Advocate of Nonconformist Preachers

            After Nicholas’s sudden death in 1579, Anne devoted more time to the needs of the Church of England, denouncing the lack of qualified preachers. In 1583, she intervened in defense of Puritan preachers who had been deprived of their ministry by John Whitgift, the current archbishop of Canterbury. She wrote letters and used her family connections to advocate for a fair trial.

            “If they cannot strongly prove before you out of the word of God that reformation which they so long have called and cried for be according to Christ his own ordinance, then to lett them be rejected with shame out of the Church forever,” she wrote to William Cecil, then Secretary of State.

            “For my own part,” she continued, “my good Lord, I will not deny but as I may hear them in their public exercises as a chief duty commanded by God to widows, and also I confess as one who hath found mercy, that I have profited more in the inward feeling knowledge of God his holy will, though but in a small measure, by such sincere and sound opening of the Scriptures by an ordinary preaching within these seven or eight years, than I did by hearing odd sermons at Paul’s wellnigh twenty years together.”[2]

            She continued to protect preachers until her death, securing them employment, and supporting their publications.     

A Solicitous Mother

            Her numerous letters to her sons describe her busy life: making beer and instructing other ladies on that art, acquiring provisions, supervising the cooking, and interceding on behalf of her tenants. They also provide advice on health, finances, friendships, housing, and spiritual matters, and normally include a blessing, such as “The Lord our Heavenly Father bless you both as His sons in Christ Jesus,” and “God bless you both with His grace and good health, to serve him with truth of heart.”[3]

            Many of these letters express Anne’s frustration for her sons’ apparent indifference to her advice and pleas. The feelings of frustration were however mutual, because Anne was quite an “helicopter parent,” using her connections to ensure that her sons, wherever they were, enjoyed the best company and environment. In spite of their frequent protests, they continued to write to her, and Francis described her as “a wise, kind mother to us both.”[4]
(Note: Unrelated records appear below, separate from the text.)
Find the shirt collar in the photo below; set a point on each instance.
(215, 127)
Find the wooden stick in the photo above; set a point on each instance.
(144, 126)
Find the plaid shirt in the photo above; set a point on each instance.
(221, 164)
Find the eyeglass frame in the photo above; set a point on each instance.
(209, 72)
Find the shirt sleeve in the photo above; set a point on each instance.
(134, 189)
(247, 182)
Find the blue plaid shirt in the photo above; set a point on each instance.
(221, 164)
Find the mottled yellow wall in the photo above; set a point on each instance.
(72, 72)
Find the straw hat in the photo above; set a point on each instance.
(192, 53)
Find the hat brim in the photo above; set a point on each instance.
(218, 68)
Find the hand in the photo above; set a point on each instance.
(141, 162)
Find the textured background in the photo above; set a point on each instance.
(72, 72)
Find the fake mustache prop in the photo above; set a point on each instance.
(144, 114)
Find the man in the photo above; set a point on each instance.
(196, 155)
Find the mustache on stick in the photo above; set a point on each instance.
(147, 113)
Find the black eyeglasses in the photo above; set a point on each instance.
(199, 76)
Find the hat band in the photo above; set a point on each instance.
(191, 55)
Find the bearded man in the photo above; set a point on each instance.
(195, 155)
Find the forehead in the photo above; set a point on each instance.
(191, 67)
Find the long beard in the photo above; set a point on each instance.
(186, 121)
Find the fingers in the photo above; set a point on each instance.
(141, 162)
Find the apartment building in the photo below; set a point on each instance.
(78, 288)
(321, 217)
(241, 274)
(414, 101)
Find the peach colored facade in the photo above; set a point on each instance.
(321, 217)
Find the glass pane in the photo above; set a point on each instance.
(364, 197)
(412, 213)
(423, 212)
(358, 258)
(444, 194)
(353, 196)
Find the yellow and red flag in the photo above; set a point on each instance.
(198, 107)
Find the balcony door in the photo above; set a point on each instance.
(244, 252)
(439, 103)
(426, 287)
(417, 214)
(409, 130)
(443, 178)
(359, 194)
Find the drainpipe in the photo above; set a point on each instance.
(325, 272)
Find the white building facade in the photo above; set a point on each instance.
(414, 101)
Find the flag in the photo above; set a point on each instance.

            Her main concern was for Anthony, who had chosen to live in France as a spy for his government and was once accused of sodomy. Once, she even petitioned the queen to insist on his return. She finally had to stop answering to his frequent requests for money. By that time, she had become quite impoverished and had to relinquish many of her properties. Little is known about the causes of Anthony’s death in 1601, but his health had always been frail.

            Anne’s health also declined around the end of her life, and we have no more letters from her. On 27 August 1610, her son Francis asked his friend Sir Michael Hicks to accompany him at her funeral and stay at his house for a couple of days, knowing that his company would allow him to “pass over this mournful occasion with more comfort.” He promised him “a good sermon to be made by Mr. [Roger] Fenton, the preacher of Gray’s Inn; for he never maketh other.”[5]

            Anne continues to be remembered through her letters, which are often quoted, and especially through her masterful translation.



[1] John Jewel, An Apology or Answer in Defense of the Church of England, trans. by Anne Cooke Bacon, part III, http://www.anglicanlibrary.org/jewel/apology/4.htm

[2] Francis Bacon, The Letters and the Life of Francis Bacon, ed. James Spedding, Vol. 1, London: Longman, Green, Longman, and Roberts, 1861, p. 41

[3] William Urwick, Nonconformity in Herts, London: Hazell, Watson, and Viney, 1884, p. 85

[4] Ibid.

[5] Francis Bacon, The Letters and the Life of Francis Bacon, ed. James Spedding, Vol. 4, London: Longman, Green, Longman, and Roberts, 1868, p. 218.